Desde 1812 los españoles hemos disfrutado y sufrido ocho constituciones, seis aprobadas en el siglo XIX y dos en el XX. Sin discusión posible, la actual es la que mayor período de prosperidad económica y justicia social ha traído al Reino de España, constitución ahora discutida por las formaciones políticas nacionalistas e independentistas (también por los comunistas), que jamás tienen suficiente con las prebendas que les otorgan los distintos gobiernos que necesitan de sus votos en el Congreso de los Diputados.
En los últimos tiempos el país está alterado por una ley de amnistía que no comparte la mayoría de los españoles, según reflejan las encuestas de opinión al respecto. Lo que está ocurriendo con las negociaciones extraparlamentarias entre el Gobierno y el prófugo Puigdemont en Suiza, sin transparencia alguna, con mediador internacional de por medio, tiene atónitos a propios y extraños. Parece la rendición del Gobierno, del Estado de Derecho, ante la necesidad de siete votos -manejados por un huido de la justicia - para mantenerse el poder.
El constitucionalismo está en horas bajas, el presidente Sánchez se ha tirado al monte y ha abrazado las tesis más independentistas en una maniobra pactista que, sin duda, le hará ganar tiempo de gobernanza a costa de un deterioro institucional (y social) nunca visto desde que aprobamos nuestra última carta magna. Los socios del gobierno socialista y sus principales apoyos en el parlamento quieren finiquitar la monarquía, una película que se repite desde hace dos siglos en España.

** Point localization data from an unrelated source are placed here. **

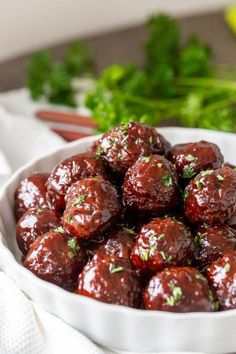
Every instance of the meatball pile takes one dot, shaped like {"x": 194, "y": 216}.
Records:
{"x": 135, "y": 222}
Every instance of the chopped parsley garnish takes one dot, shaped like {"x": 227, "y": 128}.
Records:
{"x": 38, "y": 211}
{"x": 124, "y": 128}
{"x": 188, "y": 172}
{"x": 114, "y": 269}
{"x": 191, "y": 158}
{"x": 138, "y": 141}
{"x": 214, "y": 304}
{"x": 146, "y": 158}
{"x": 74, "y": 246}
{"x": 199, "y": 184}
{"x": 177, "y": 294}
{"x": 68, "y": 219}
{"x": 167, "y": 180}
{"x": 199, "y": 238}
{"x": 200, "y": 277}
{"x": 185, "y": 194}
{"x": 220, "y": 178}
{"x": 144, "y": 255}
{"x": 60, "y": 229}
{"x": 124, "y": 143}
{"x": 207, "y": 173}
{"x": 165, "y": 256}
{"x": 129, "y": 231}
{"x": 100, "y": 150}
{"x": 227, "y": 267}
{"x": 79, "y": 200}
{"x": 160, "y": 237}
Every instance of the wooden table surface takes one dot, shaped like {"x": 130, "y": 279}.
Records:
{"x": 123, "y": 46}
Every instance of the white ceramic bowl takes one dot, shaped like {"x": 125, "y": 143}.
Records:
{"x": 110, "y": 325}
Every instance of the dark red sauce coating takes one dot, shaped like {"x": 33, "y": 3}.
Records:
{"x": 112, "y": 281}
{"x": 122, "y": 146}
{"x": 67, "y": 172}
{"x": 93, "y": 208}
{"x": 31, "y": 193}
{"x": 150, "y": 186}
{"x": 211, "y": 197}
{"x": 212, "y": 242}
{"x": 32, "y": 224}
{"x": 192, "y": 158}
{"x": 181, "y": 289}
{"x": 222, "y": 277}
{"x": 118, "y": 245}
{"x": 162, "y": 243}
{"x": 57, "y": 258}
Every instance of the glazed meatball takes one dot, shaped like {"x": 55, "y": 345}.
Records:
{"x": 112, "y": 281}
{"x": 232, "y": 222}
{"x": 162, "y": 243}
{"x": 31, "y": 193}
{"x": 222, "y": 277}
{"x": 150, "y": 186}
{"x": 57, "y": 258}
{"x": 181, "y": 289}
{"x": 92, "y": 209}
{"x": 190, "y": 159}
{"x": 32, "y": 224}
{"x": 118, "y": 245}
{"x": 69, "y": 171}
{"x": 211, "y": 197}
{"x": 123, "y": 145}
{"x": 212, "y": 242}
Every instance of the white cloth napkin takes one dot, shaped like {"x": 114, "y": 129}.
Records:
{"x": 26, "y": 329}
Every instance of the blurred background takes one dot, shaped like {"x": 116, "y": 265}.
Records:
{"x": 85, "y": 66}
{"x": 114, "y": 28}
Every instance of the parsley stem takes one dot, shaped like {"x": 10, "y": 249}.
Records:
{"x": 207, "y": 83}
{"x": 220, "y": 104}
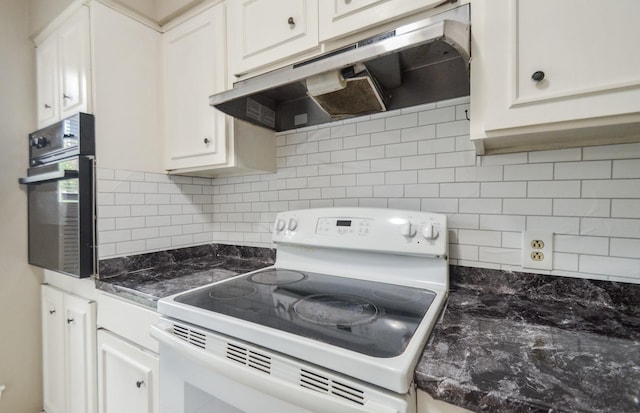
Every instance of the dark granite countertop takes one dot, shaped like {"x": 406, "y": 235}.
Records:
{"x": 506, "y": 342}
{"x": 516, "y": 342}
{"x": 146, "y": 278}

Recoge la Constitución del 78 "la proclamación de Reyes", no la coronación, lo que explica que la legitimidad de los monarcas no procede de ley divina alguna (como se argumentaba antaño), sino que se conforma en torno a un pacto tácito entre el pueblo y su rey, refrendado por los votos en el Congreso. Las monarquías parlamentarias nada tienen que ver con sus predecesoras. Al menos esto debería ser trasladado con mayor claridad a la ciudadanía para evitar tanto indocumentado voceando por ahí.
La Constitución de 1978 no tendrá vigencia eterna, antes o después habrá que reformarla o cambiarla. La fórmula idónea sería -cuando llegue el momento- que los dos partidos políticos mayoritarios, PP y PSOE, con el ochenta por ciento del apoyo popular, se pusieran de acuerdo en las bases que eviten romper definitivamente la convivencia en este país. Esa es la teoría porque la práctica indica todo lo contrario. Hemos visto al PP facilitar gobiernos del PSOE en comunidades autónomas (País Vasco) o grandes ayuntamientos (Barcelona), pero jamás al contrario. Con eso está dicho todo.
Pese a sus grandes discrepancias ideológicas, los padres de la Constitución, Peces Barba, Cisneros, Roca, Herrero de Miñón, Pérez-Llorca, Solé Tura y Fraga lo hicieron bastante bien. Infinitamente mejor que algunos de los actuales 'estadistas' patrios.